Grandgoujon fit un bon sourire :

— Non, Monsieur.

— Sergent !

— Oui, sergent.

— Quoi, oui ? V’sêtes saoul ?

— Oh ! Monsieur !

— Sergent !

— C’est vrai… J’ai la tête dure !

— V’s en avez l’air.

Et il appela :

— Quinze-Grammes !

Une voix répondit : « …sent ! », mais rien ne bougea.

— Tu vas me piloter ce bonhomme-là : le faire enregistrer, le passer au magasin, aux douches, et après s’irez aux pommes… Compris ?

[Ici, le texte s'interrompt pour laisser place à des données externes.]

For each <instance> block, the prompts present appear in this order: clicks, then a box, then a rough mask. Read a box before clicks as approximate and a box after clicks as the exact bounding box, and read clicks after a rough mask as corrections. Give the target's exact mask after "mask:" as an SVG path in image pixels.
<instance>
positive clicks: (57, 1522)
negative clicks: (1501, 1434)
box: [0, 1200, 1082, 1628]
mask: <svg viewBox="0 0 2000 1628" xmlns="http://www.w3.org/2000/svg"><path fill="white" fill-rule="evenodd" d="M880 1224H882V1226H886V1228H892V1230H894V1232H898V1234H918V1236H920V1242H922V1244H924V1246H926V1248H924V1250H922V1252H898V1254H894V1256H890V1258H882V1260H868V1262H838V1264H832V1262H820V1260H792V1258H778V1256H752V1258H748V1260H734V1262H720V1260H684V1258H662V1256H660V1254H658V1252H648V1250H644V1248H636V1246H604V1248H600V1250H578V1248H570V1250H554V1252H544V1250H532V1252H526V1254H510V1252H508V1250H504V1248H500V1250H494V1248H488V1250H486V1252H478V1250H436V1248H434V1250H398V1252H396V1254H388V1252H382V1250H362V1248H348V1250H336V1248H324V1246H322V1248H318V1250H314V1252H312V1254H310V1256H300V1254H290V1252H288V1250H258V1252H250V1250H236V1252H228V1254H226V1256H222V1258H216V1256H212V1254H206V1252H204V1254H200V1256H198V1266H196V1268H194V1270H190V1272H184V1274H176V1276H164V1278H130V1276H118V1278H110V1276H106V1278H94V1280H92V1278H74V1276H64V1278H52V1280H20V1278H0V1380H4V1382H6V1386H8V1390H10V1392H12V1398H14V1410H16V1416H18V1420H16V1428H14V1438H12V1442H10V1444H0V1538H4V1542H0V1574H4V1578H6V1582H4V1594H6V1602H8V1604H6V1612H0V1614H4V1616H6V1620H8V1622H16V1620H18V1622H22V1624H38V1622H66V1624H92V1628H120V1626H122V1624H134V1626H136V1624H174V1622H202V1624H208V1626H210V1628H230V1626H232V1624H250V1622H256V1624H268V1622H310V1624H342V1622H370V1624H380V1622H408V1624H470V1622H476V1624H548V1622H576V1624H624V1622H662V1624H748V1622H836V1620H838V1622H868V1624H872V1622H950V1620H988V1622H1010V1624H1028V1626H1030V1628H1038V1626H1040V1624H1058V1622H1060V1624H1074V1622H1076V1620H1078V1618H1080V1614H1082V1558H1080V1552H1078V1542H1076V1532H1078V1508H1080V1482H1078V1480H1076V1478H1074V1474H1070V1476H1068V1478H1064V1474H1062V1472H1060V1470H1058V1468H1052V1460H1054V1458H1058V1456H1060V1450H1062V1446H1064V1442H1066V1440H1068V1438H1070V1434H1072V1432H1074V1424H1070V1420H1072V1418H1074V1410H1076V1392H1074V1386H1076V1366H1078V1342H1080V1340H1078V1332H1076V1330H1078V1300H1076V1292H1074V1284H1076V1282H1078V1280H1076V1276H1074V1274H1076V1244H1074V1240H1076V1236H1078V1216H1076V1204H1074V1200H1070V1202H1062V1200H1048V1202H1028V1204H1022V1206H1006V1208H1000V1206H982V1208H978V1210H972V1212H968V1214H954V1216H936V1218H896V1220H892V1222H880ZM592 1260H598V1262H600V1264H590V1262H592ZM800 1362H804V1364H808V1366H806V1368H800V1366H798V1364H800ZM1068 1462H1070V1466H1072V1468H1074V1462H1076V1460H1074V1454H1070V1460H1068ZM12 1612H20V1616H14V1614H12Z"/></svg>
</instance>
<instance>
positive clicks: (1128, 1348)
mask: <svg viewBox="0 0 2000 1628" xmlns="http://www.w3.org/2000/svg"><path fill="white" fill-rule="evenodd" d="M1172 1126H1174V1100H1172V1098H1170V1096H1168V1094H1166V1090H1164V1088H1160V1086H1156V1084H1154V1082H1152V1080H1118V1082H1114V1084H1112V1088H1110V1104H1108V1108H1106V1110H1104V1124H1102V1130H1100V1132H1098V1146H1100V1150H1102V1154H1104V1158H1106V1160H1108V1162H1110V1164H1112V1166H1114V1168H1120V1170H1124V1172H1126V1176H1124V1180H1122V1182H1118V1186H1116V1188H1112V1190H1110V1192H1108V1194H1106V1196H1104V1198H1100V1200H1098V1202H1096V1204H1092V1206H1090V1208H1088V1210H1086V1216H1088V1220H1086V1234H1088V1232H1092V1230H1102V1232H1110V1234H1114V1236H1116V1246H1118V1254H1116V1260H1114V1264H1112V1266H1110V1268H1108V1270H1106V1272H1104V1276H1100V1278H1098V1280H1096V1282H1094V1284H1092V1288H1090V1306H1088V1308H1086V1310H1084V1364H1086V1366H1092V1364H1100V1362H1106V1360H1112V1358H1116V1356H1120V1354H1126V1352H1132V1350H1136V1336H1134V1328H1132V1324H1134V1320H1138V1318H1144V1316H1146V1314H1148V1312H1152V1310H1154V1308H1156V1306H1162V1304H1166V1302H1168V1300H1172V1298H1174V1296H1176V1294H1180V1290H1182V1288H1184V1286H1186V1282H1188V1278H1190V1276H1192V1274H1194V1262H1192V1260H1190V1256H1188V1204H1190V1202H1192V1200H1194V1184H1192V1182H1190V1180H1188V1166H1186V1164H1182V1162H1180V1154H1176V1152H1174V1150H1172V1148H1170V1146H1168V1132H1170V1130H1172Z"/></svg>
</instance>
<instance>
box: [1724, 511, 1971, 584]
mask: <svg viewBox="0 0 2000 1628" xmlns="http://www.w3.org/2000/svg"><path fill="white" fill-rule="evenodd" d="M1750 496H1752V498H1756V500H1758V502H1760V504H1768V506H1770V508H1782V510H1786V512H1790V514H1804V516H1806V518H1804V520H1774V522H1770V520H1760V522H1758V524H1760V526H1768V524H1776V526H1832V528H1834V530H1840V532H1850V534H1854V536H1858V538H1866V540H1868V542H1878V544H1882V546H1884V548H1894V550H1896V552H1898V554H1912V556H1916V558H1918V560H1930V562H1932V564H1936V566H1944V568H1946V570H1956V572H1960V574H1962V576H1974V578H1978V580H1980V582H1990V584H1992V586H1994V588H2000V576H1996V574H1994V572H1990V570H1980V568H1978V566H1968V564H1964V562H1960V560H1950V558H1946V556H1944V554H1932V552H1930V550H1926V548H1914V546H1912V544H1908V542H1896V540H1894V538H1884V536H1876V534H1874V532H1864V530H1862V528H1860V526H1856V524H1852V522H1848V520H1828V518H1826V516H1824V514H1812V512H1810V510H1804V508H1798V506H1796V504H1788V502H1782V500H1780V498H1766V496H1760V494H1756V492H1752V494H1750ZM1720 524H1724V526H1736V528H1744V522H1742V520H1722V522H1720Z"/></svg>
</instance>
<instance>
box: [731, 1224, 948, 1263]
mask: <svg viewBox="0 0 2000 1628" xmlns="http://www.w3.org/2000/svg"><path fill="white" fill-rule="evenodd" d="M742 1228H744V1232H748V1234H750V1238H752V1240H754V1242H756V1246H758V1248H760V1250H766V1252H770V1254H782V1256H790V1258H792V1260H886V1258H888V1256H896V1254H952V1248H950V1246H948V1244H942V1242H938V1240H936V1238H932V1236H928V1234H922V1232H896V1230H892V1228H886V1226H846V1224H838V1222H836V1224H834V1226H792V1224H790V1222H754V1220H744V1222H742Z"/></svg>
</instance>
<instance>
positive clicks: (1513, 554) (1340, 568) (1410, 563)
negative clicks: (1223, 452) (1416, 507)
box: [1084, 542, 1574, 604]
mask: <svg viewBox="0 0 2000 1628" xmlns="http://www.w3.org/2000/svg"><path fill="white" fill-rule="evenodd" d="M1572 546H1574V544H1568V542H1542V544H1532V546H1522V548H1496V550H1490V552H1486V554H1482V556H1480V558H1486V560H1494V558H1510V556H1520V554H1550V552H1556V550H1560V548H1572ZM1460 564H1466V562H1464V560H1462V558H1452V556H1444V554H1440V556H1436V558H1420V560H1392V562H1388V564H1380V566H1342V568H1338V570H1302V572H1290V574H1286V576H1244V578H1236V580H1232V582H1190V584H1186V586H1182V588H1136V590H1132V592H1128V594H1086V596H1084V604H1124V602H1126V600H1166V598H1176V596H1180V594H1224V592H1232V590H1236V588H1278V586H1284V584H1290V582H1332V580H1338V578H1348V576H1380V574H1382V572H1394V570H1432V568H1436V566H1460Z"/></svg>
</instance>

Ces mots impératifs, qui roulent tels le tambour, sont creux comme lui pour des malins rompus au métier. Aussi, vit-on se lever lentement et s’étirer longuement, dans l’air fumeux du poste, un soldat, court sur pattes, épaules tombantes, tout maigriot, et de qui l’aspect faisait comprendre le surnom de Quinze-Grammes. Il était curieusement déguisé d’un pantalon en velours cul-de-bouteille, large aux hanches, serré aux chevilles, d’un veston civil agrémenté d’une ceinture de vareuse, et d’un képi couleur crasse, dont la visière avait été cassée par des doigts de faubourien, persuadé que c’est un raffinement dans l’inélégance.